Iran’s Mir-Kazemi Says $100 Oil Would Not Warrant OPEC Emergency Meeting


Iran, which holds the rotating presidency of OPEC, sees no need for the producer group to hold an emergency meeting if crude prices rise to $100 a barrel, echoing a view that Kuwait’s oil minister expressed last week.

“The increase in oil prices toward $100 is not worrisome enough to warrant a call for an emergency meeting,” Iranian Oil Minister Masoud Mir-Kazemi told a news conference in Tehran. “None of the OPEC members considers this figure as being unreasonable.”

The Organization of Petroleum Exporting Countries accounts for 40 percent of global oil supply, and Iran is the group’s second-biggest producer after Saudi Arabia.

Brent crude for February settlement rose 62 cents, or 0.6 percent, to expire on Jan. 14 at $98.68 a barrel on the London- based ICE Futures Europe exchange. Earlier, it touched $99.20, the highest intraday price since Oct. 1, 2008, the last date the North Sea benchmark grade traded above $100 a barrel. Costlier oil is fanning concern that the global economic recovery may suffer if prices continue to rise.

Some OPEC members see no reason for the group to call an emergency meeting even if prices reach $110 or $120 a barrel, Mir-Kazemi said, without identifying these members. OPEC has scheduled its next regular session for June. None of its 12 members has asked for an earlier meeting to discuss a possible increase in output as a way of damping higher prices, he said.

“I don’t see a need any time soon for an emergency meeting,” Mir-Kazemi said.

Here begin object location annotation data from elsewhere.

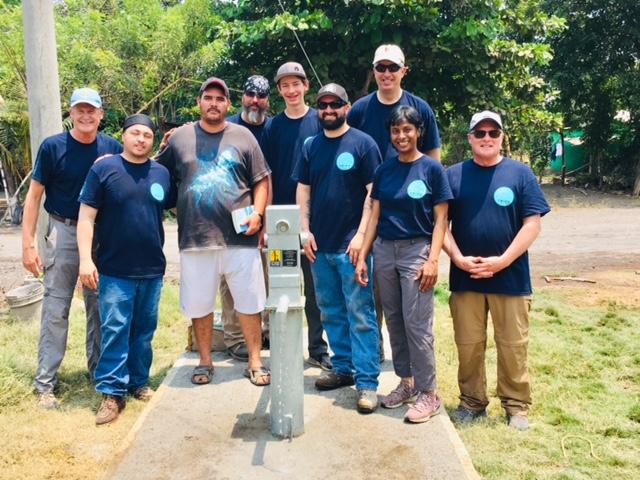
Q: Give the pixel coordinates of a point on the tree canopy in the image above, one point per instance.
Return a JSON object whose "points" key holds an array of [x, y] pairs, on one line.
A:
{"points": [[150, 55]]}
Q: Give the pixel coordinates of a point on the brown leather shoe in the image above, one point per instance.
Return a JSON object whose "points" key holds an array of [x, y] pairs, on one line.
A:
{"points": [[144, 394], [109, 410]]}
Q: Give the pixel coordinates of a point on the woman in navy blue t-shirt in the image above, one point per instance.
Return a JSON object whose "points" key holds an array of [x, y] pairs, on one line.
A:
{"points": [[409, 219]]}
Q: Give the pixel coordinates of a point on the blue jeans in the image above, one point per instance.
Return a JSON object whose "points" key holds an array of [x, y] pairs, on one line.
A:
{"points": [[349, 318], [129, 316]]}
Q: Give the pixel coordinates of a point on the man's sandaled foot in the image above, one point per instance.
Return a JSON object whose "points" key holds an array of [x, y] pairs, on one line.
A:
{"points": [[202, 374], [260, 376]]}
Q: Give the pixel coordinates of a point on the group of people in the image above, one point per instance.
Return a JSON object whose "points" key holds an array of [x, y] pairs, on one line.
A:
{"points": [[377, 208]]}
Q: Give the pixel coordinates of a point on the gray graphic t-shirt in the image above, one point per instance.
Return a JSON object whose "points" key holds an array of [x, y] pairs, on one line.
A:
{"points": [[214, 174]]}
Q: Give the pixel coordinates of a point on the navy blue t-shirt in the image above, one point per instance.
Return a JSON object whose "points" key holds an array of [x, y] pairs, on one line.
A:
{"points": [[257, 130], [338, 171], [62, 165], [407, 193], [488, 207], [370, 116], [130, 199], [283, 139]]}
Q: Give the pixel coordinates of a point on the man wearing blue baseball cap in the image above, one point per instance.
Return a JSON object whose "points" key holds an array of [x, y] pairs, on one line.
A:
{"points": [[59, 170]]}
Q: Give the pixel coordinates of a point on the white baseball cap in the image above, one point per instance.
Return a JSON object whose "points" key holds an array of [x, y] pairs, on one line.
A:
{"points": [[392, 53], [485, 115]]}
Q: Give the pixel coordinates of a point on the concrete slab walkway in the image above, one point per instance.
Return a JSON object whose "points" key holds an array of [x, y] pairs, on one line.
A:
{"points": [[221, 431]]}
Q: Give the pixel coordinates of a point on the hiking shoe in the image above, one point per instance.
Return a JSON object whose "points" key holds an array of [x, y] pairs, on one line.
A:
{"points": [[48, 401], [144, 394], [463, 415], [367, 401], [519, 422], [426, 406], [109, 410], [331, 381], [399, 395], [239, 352], [322, 361]]}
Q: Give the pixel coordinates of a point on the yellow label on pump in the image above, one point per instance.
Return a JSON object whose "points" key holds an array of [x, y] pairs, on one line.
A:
{"points": [[275, 258]]}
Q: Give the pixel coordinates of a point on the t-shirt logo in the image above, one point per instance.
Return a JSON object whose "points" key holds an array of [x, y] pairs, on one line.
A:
{"points": [[157, 191], [345, 161], [504, 196], [417, 189]]}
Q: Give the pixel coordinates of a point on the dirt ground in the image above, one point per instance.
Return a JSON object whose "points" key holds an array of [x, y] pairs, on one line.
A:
{"points": [[588, 234]]}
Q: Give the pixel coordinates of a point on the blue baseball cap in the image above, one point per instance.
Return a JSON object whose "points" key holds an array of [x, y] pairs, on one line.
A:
{"points": [[86, 95]]}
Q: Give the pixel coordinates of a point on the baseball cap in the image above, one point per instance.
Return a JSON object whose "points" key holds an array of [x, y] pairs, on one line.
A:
{"points": [[290, 68], [392, 53], [86, 95], [485, 115], [333, 89], [256, 83], [138, 119], [214, 82]]}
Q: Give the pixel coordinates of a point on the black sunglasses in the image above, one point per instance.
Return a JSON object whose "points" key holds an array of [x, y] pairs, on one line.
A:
{"points": [[334, 105], [255, 94], [482, 133], [392, 67]]}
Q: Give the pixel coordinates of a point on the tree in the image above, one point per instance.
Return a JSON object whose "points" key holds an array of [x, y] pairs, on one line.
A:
{"points": [[597, 70], [464, 55]]}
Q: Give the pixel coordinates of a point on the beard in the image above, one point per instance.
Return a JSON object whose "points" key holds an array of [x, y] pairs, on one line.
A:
{"points": [[334, 123], [255, 117]]}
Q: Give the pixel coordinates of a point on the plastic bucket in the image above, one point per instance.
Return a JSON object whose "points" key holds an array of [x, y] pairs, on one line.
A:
{"points": [[25, 302]]}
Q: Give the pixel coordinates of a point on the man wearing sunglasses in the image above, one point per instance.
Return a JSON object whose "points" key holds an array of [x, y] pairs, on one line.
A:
{"points": [[495, 217], [255, 101], [370, 113], [283, 140], [335, 176]]}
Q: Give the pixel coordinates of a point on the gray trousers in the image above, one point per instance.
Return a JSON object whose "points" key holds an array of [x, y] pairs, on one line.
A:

OPEC decided at its last meeting in Quito, Ecuador, on Dec. 11 to keep its production target at 24.845 million barrels a day, a level the group set in 2008. Ahmad Al-Abdullah Al-Sabah, the oil minister of fellow OPEC-member Kuwait, told reporters in Kuwait City on Jan. 11 that the group would not call an emergency meeting if crude prices hit $100 a barrel.